Men taking a hair loss drug may be at increased risk for suicidal thoughts, a new study has found. Photo by kalhh
Nov. 11 (UPI) -- Men aged 45 years and younger who take the drug finasteride to combat hair loss were more than three times as likely as those not on the drug to have thoughts of suicide, make plans to commit suicide or attempt suicide, according to an analysis published Wednesday by JAMA Dermatology.
Risk for suicidality -- or thoughts of, plans for and suicide attempts -- was 63% higher among those using other drugs for hair loss, the data showed.
Researchers said the increased risk was not, however, seen in men 45 and older who use the drug to treat an enlarged prostate.
Finasteride is sold under the brand names Proscar and Propecia, among others.
"We found a signal for suicidality and psychological adverse events among people taking finasteride, namely suicidal ideation among younger men taking the medication for hair loss," study co-author Dr. Quoc-Dien Trinh, a urologic surgeon at Brigham and Women's Hospital, told UPI.
The U.S. Food and Drug Administration first approved finasteride in 1992.
Since then, the drug, which works by decreasing production of dihydro-testosterone, or DHT, has been used to treat men for hair loss and an enlarged prostate, or benign prostatic hyperplasia, known as BPH.

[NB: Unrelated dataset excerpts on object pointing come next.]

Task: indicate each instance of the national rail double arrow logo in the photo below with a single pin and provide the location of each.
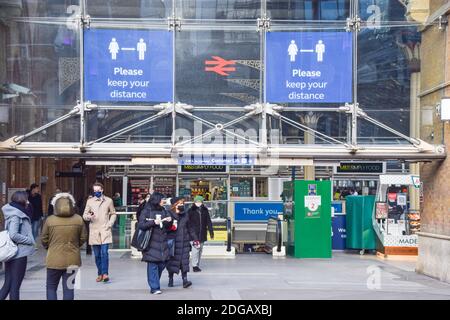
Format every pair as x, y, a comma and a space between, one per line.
220, 66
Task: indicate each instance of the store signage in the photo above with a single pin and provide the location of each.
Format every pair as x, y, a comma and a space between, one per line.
240, 160
257, 211
312, 67
202, 168
220, 231
416, 181
68, 174
128, 65
361, 167
337, 207
313, 203
339, 235
401, 241
381, 210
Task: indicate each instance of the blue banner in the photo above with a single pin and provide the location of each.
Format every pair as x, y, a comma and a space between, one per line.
128, 65
257, 211
309, 67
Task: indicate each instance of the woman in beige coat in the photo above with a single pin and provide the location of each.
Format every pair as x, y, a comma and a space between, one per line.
101, 214
63, 235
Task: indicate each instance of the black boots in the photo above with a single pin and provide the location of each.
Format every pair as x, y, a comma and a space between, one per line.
186, 283
170, 280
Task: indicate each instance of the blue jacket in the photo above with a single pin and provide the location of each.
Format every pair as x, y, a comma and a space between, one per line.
19, 228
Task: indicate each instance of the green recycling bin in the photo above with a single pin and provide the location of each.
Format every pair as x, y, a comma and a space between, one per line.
360, 232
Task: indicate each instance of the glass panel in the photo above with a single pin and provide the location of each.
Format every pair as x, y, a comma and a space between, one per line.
41, 8
301, 68
308, 9
152, 9
217, 68
241, 187
331, 124
41, 80
211, 189
219, 9
376, 13
103, 122
248, 128
387, 60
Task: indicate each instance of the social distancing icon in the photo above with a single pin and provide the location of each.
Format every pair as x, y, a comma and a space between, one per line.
319, 50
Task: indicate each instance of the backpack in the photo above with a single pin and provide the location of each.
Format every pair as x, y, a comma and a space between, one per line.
8, 249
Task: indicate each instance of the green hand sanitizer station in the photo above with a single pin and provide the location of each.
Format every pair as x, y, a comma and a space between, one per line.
308, 211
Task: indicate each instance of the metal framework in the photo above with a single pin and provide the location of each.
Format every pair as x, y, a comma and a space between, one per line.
333, 149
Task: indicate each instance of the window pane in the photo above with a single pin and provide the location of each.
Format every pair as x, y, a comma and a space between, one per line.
41, 8
41, 81
152, 9
308, 9
104, 122
387, 59
219, 9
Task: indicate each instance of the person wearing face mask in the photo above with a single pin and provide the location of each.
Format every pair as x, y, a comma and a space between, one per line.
179, 239
200, 223
155, 218
101, 214
18, 224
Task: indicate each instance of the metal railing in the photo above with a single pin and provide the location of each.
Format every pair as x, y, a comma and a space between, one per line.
229, 236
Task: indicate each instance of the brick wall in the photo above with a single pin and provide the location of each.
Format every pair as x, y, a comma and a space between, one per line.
435, 52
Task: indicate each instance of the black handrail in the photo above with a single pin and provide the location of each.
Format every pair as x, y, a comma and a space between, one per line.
228, 234
278, 235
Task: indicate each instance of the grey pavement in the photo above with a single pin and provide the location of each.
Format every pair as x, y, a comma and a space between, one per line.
254, 277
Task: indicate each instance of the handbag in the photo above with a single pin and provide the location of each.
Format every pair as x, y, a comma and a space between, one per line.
141, 238
8, 249
171, 245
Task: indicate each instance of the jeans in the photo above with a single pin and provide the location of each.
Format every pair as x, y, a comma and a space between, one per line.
196, 255
154, 271
14, 274
53, 277
35, 225
101, 258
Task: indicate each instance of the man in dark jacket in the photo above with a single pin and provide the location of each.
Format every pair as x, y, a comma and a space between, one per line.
63, 235
179, 237
155, 218
35, 200
50, 209
200, 221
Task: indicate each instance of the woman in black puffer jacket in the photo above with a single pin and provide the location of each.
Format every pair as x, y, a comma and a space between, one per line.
180, 235
154, 216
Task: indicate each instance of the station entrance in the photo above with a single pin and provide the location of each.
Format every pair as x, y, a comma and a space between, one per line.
136, 94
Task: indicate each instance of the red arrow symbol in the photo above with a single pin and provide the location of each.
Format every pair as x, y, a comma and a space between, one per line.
220, 65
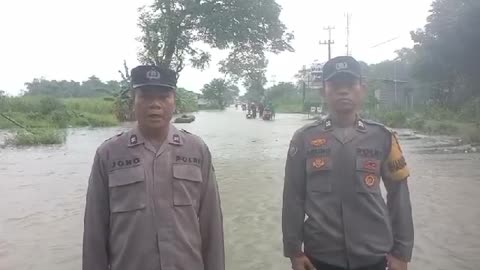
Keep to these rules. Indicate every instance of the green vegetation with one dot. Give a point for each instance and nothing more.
(186, 101)
(39, 137)
(220, 93)
(49, 112)
(444, 122)
(175, 32)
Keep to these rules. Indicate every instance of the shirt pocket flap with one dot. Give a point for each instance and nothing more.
(368, 165)
(318, 164)
(187, 172)
(123, 177)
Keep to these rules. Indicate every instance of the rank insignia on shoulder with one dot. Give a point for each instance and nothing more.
(361, 125)
(318, 163)
(328, 124)
(370, 180)
(133, 139)
(370, 165)
(318, 142)
(176, 138)
(292, 151)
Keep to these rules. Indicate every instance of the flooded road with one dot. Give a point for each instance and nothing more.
(42, 196)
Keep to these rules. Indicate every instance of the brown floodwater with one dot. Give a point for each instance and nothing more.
(42, 195)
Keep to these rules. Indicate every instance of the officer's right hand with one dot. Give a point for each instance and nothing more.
(301, 263)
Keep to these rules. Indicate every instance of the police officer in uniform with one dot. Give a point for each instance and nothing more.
(152, 200)
(333, 175)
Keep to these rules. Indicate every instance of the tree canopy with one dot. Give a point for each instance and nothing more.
(220, 92)
(446, 51)
(173, 31)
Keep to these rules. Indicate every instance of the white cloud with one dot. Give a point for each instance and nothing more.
(72, 40)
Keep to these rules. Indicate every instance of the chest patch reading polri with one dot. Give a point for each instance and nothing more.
(368, 153)
(191, 160)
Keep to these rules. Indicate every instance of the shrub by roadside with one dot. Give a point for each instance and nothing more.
(37, 137)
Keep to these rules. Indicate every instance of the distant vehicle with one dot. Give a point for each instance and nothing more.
(268, 115)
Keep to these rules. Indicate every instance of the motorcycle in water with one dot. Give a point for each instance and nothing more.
(268, 115)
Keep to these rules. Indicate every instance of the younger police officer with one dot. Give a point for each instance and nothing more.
(332, 175)
(152, 199)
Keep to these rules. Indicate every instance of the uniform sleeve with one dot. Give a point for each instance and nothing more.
(96, 222)
(293, 213)
(395, 174)
(211, 221)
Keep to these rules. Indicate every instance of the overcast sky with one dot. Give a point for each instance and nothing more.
(73, 39)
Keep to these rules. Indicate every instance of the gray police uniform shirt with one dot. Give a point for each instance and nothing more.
(152, 210)
(335, 183)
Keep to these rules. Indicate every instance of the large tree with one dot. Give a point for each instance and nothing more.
(447, 50)
(173, 31)
(220, 92)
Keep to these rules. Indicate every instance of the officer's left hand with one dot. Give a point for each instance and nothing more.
(396, 264)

However, in the early 2000s, reports emerged of psychological side effects among those treated with finasteride, suggesting that the drug may be linked to depression, self-harm and suicide, according to Trinh and his colleagues.
The reports led to the term post-finasteride syndrome and the creation of the Post-Finasteride Syndrome Foundation, the researchers said.
Health authorities in Canada, South Korea, New Zealand and Britain have issued warnings for finasteride in recent years, though in the United States the FDA has yet to do so, despite adding depression to the list of adverse events on the drug's label in 2011.
Other side effects listed include erectile dysfunction, libido disorders, ejaculation disorders and orgasm disorders.
For their analysis, Trinh and his colleagues reviewed data on 356 reports of suicidality and 2,926 reports of psychological side effects among finasteride users reported to VigiBase, the World Health Organization's global database of drug safety reports.
Risk for thoughts of suicide or suicide attempts was 63% higher among those taking the drug, and users were more than four times as likely to experience psychological side effects, including depression, the data showed.
Those using the drug to treat hair loss were twice as likely to report suicidality, but older men taking it to treat an enlarged prostate did not experience these issues, the researchers said.
Younger men were 3.5 times as likely to have thoughts of suicide after taking the drug, the data showed.
Still, Trinh cautioned the public against "over-interpreting the findings" of the analysis, given that they based on the experiences of a fraction of those who have used the drug.
However, "I think they should be made aware of this potential side-effect and to speak to their prescribing doctor if they have concerns," he said.